I really try to tell stories. This is only my second documentary, I mostly do narrative, but it’s sort of the same no matter what. You try to tell a story that’s entertaining, first and foremost, and clear. It’s not a college essay and it’s not a treatise. It’s a movie. The benefit of that from my perspective is it dictates what I do and don’t have to explain. I may know a little bit more about technology than most, but I’m still a layman. I’m not a coder, I’m not a hacker, I’m not an Internet activist. I’m just interested in these worlds and exploring them thematically. I stick to theme rather than saying, “Let’s spend 20 minutes really breaking down how Bitcoin works on a crypto-mathematical basis.” Frankly, it’s not going to help them understand the deeper themes of the movie. The themes are actually pretty easy to understand. Why do you have blinds on your living room window? Why do you have a door on your bathroom? You know, the idea that if you have nothing hide you have nothing to fear is kind of a tautological argument you hear thrown around a lot that really makes no sense on a common sense basis. It’s the idea that all human beings have a right to privacy and that our own constitutional right to privacy is a very big part of what it means to be human, and if those rights get taken away or impaired, you lose a little bit of your individuality, of your human-ness. That idea is very understandable for a lot of people whether or not they get how these encryption tools work.

Yeah, I’ve always found that argument about if you have nothing to hide troubling.
It is, it is. And on a certain level it’s like how I feel about a lot of these things. I’m not a conspiracy theorist, but we’re living in a very, very big transitional time. We’re really moving from one entire era, the Industrial Age, into the Technological Age. It’s a huge shift for humanity, and it’s not going to happen easily and it’s not going to happen clean. So I get the fear on the sides of law enforcement and governments and people who are afraid that all of these pillars of control and oversight are going to get eroded. But at the same time, we have to keep individual rights in mind as we move forward.

Attempts to regulate the Internet have always seemed problematic, since it’s a worldwide entity.
That’s probably one of the things that scares people the most about the shift from these two ages, from one to the other, is that a lot of fences and walls are going to have to continue to come down. That’s going to require a lot more trust in other countries and other ideologies than we’ve managed to be able to muster in the past. That makes people very uneasy. We must construct laws and regulations that function across the Internet. The thing about this age that’s scary to people, what my movie’s really about, is the people are driving it. It’s the first time in history that’s happened.

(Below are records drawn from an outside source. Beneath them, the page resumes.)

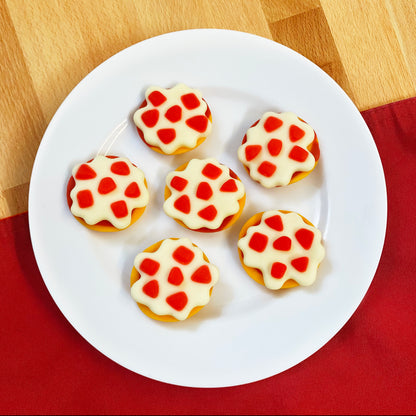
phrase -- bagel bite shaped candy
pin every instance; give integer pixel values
(204, 195)
(280, 249)
(174, 120)
(172, 280)
(107, 193)
(279, 149)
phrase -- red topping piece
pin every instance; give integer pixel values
(175, 276)
(166, 136)
(198, 123)
(278, 270)
(229, 186)
(282, 243)
(151, 289)
(266, 169)
(183, 204)
(119, 209)
(272, 123)
(106, 186)
(132, 191)
(190, 101)
(252, 151)
(275, 222)
(120, 168)
(183, 255)
(305, 238)
(300, 264)
(202, 275)
(258, 242)
(274, 146)
(298, 153)
(85, 198)
(295, 133)
(208, 213)
(204, 191)
(149, 266)
(211, 171)
(156, 98)
(178, 183)
(174, 114)
(177, 301)
(85, 172)
(150, 117)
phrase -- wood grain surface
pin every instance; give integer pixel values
(47, 47)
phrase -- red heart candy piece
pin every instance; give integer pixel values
(156, 98)
(120, 168)
(278, 270)
(132, 191)
(274, 146)
(183, 204)
(183, 255)
(282, 243)
(252, 151)
(275, 222)
(267, 169)
(258, 242)
(190, 101)
(119, 209)
(174, 114)
(211, 171)
(149, 266)
(305, 238)
(151, 289)
(166, 136)
(150, 117)
(198, 123)
(295, 133)
(175, 276)
(85, 199)
(204, 191)
(298, 154)
(229, 186)
(106, 186)
(202, 275)
(178, 183)
(209, 213)
(272, 124)
(300, 264)
(85, 172)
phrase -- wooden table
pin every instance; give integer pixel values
(47, 47)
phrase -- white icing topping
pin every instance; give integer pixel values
(185, 135)
(285, 166)
(101, 208)
(292, 222)
(197, 293)
(225, 203)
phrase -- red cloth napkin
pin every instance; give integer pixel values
(369, 367)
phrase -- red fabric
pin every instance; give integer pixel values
(369, 367)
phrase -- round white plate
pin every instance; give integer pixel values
(246, 333)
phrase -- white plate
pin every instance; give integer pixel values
(246, 333)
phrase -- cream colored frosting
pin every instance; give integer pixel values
(101, 208)
(198, 294)
(226, 203)
(185, 136)
(286, 166)
(292, 222)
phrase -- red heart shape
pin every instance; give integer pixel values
(85, 172)
(202, 275)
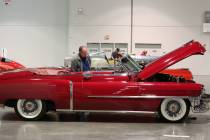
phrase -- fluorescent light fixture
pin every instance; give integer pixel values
(177, 136)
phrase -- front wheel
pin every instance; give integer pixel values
(30, 109)
(174, 109)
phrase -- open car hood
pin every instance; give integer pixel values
(188, 49)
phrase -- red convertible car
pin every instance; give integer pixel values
(7, 64)
(33, 92)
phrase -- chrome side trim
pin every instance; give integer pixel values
(71, 96)
(137, 97)
(107, 111)
(2, 106)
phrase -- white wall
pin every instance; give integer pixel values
(34, 32)
(168, 22)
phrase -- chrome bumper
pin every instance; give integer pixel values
(1, 106)
(201, 104)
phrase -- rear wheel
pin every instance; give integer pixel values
(174, 109)
(30, 109)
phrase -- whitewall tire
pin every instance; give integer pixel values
(30, 109)
(174, 109)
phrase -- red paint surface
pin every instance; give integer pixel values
(53, 84)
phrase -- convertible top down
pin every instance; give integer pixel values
(33, 92)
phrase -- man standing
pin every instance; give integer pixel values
(82, 61)
(116, 54)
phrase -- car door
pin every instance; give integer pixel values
(106, 92)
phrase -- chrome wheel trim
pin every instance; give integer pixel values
(29, 109)
(168, 106)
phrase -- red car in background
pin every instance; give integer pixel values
(33, 92)
(7, 64)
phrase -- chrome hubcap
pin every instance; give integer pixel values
(173, 108)
(29, 108)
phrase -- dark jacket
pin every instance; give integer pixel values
(76, 63)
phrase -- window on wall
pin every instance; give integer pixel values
(108, 48)
(93, 47)
(153, 49)
(123, 47)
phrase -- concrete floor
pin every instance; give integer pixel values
(64, 126)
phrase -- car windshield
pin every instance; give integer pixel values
(130, 64)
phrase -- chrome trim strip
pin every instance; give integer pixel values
(137, 97)
(2, 106)
(107, 111)
(71, 96)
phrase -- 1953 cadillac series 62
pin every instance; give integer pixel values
(33, 92)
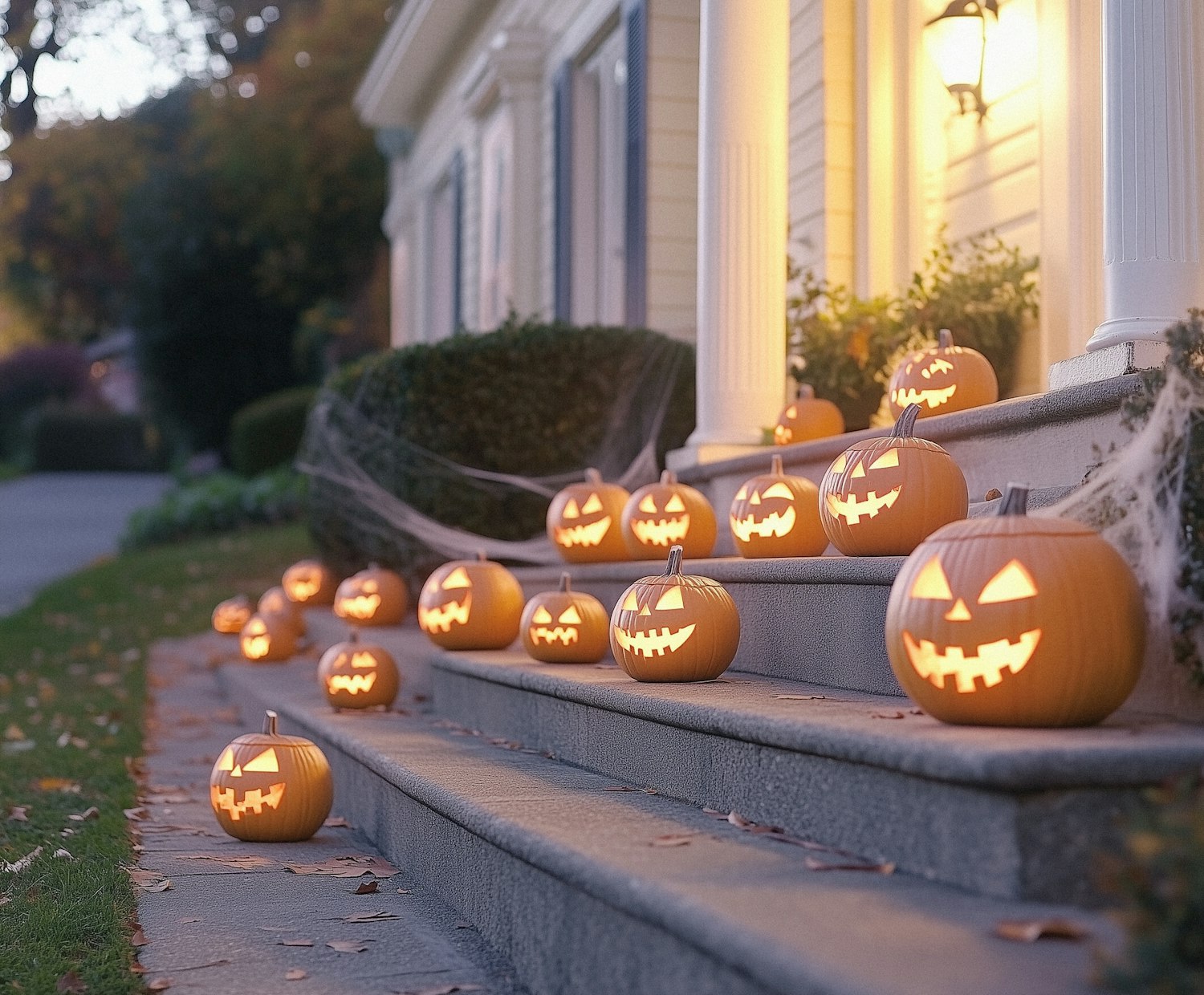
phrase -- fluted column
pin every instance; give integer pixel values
(1153, 79)
(742, 219)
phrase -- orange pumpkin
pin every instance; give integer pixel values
(777, 515)
(660, 515)
(565, 626)
(471, 604)
(807, 418)
(358, 675)
(674, 627)
(584, 521)
(308, 583)
(372, 597)
(946, 378)
(270, 787)
(1016, 621)
(883, 496)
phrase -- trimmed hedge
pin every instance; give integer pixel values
(529, 399)
(266, 433)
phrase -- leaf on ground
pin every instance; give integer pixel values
(1031, 930)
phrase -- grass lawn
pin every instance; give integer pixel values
(72, 688)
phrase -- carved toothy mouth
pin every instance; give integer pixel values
(653, 643)
(442, 617)
(226, 800)
(662, 533)
(932, 397)
(563, 634)
(852, 510)
(584, 534)
(770, 527)
(989, 664)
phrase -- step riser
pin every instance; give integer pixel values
(1035, 846)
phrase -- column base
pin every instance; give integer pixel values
(1107, 363)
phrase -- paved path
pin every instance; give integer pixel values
(53, 523)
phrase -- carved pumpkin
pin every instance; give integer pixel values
(270, 787)
(777, 515)
(946, 378)
(807, 418)
(231, 615)
(565, 626)
(1016, 621)
(584, 521)
(674, 627)
(267, 638)
(372, 597)
(471, 604)
(660, 515)
(358, 675)
(308, 583)
(883, 496)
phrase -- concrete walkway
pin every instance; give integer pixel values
(53, 523)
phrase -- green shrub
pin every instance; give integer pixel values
(218, 503)
(267, 433)
(529, 399)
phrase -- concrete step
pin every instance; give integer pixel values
(577, 884)
(1008, 812)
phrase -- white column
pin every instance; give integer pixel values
(1153, 100)
(743, 104)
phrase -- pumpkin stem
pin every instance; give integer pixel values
(673, 568)
(1015, 499)
(905, 428)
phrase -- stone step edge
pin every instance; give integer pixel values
(1129, 751)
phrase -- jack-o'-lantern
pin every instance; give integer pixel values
(946, 378)
(267, 638)
(666, 514)
(471, 604)
(1016, 621)
(778, 515)
(883, 496)
(270, 787)
(584, 521)
(807, 418)
(310, 583)
(565, 626)
(358, 675)
(372, 597)
(674, 627)
(231, 615)
(275, 603)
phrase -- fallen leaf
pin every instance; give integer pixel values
(1031, 930)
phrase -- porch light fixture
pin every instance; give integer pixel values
(958, 41)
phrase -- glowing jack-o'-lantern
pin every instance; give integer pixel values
(584, 521)
(267, 638)
(308, 583)
(946, 378)
(777, 515)
(471, 604)
(565, 626)
(674, 627)
(358, 675)
(807, 418)
(883, 496)
(372, 597)
(661, 515)
(231, 615)
(1016, 621)
(270, 787)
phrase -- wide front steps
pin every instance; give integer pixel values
(592, 888)
(1007, 812)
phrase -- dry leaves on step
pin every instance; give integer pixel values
(1031, 930)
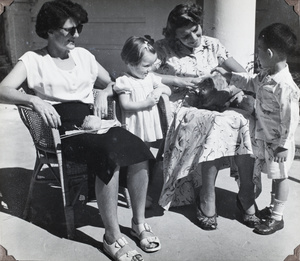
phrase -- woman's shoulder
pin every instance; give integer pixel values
(162, 43)
(33, 55)
(80, 51)
(210, 40)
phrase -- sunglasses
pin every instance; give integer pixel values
(72, 30)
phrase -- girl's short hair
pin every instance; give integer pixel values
(279, 37)
(182, 15)
(53, 15)
(134, 49)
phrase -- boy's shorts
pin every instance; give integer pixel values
(273, 169)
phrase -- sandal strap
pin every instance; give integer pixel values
(140, 228)
(120, 250)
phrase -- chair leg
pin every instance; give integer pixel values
(37, 168)
(70, 223)
(127, 197)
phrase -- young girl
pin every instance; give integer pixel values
(139, 90)
(277, 112)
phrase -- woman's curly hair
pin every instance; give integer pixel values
(182, 15)
(279, 37)
(53, 15)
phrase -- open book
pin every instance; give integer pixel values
(105, 126)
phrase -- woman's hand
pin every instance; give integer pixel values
(100, 104)
(280, 154)
(187, 81)
(47, 112)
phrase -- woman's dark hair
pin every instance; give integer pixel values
(182, 15)
(279, 37)
(134, 48)
(53, 15)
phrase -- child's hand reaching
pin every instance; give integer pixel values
(223, 72)
(152, 100)
(280, 154)
(157, 93)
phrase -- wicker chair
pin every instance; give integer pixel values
(71, 176)
(48, 152)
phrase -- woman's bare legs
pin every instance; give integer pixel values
(207, 191)
(107, 199)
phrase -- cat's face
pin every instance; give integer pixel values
(206, 87)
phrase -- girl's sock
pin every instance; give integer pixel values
(272, 200)
(278, 208)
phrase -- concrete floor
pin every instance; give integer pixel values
(43, 237)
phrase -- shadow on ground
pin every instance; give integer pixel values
(46, 208)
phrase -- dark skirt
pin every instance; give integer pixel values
(101, 152)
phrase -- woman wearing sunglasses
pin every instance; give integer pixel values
(62, 78)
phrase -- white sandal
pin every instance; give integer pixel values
(120, 251)
(138, 229)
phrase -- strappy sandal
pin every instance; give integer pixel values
(145, 242)
(206, 223)
(121, 251)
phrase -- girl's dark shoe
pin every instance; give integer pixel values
(269, 226)
(206, 223)
(265, 213)
(250, 220)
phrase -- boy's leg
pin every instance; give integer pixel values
(279, 173)
(281, 196)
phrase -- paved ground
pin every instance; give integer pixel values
(182, 240)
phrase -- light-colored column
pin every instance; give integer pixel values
(233, 23)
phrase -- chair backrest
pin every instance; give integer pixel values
(41, 133)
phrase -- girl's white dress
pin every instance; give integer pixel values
(144, 123)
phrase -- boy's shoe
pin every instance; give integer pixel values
(251, 220)
(269, 226)
(265, 213)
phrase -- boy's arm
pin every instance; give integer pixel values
(288, 102)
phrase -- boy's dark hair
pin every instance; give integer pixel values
(182, 15)
(53, 15)
(134, 48)
(279, 37)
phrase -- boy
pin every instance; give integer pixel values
(277, 116)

This movement is not being driven by pre-existing power structures, it’s being driven as a populist movement.

How far into things like Silk Road did you go while researching this?
Deeply. Very, very deeply. I had to. I knew about it before, though. Encryption and hidden markets online is nothing new. My first experience with both drug markets and encrypted email and communities online was in 1989, 1990 when I first got involved in the BBS usenet groups of that era. Frankly, a lot of the people that were in Silk Road are the same people that were around in those days. The Silk Road is something that’s been slowly evolving over the 25, 30 years of the Internet’s existence.

Taking this to a place like SXSW seems kind of perfect, considering how much it’s a convergence of film and technology.
I love this festival. I premiered “Downloaded” there. And you’re absolutely right, these two movies are a slam dunk for this festival. You’re in such great company with so many great filmmakers who are showing films there. I just become a fanboy.

Deep Web premieres Sunday, March 15 at SXSW and on Epix later this spring.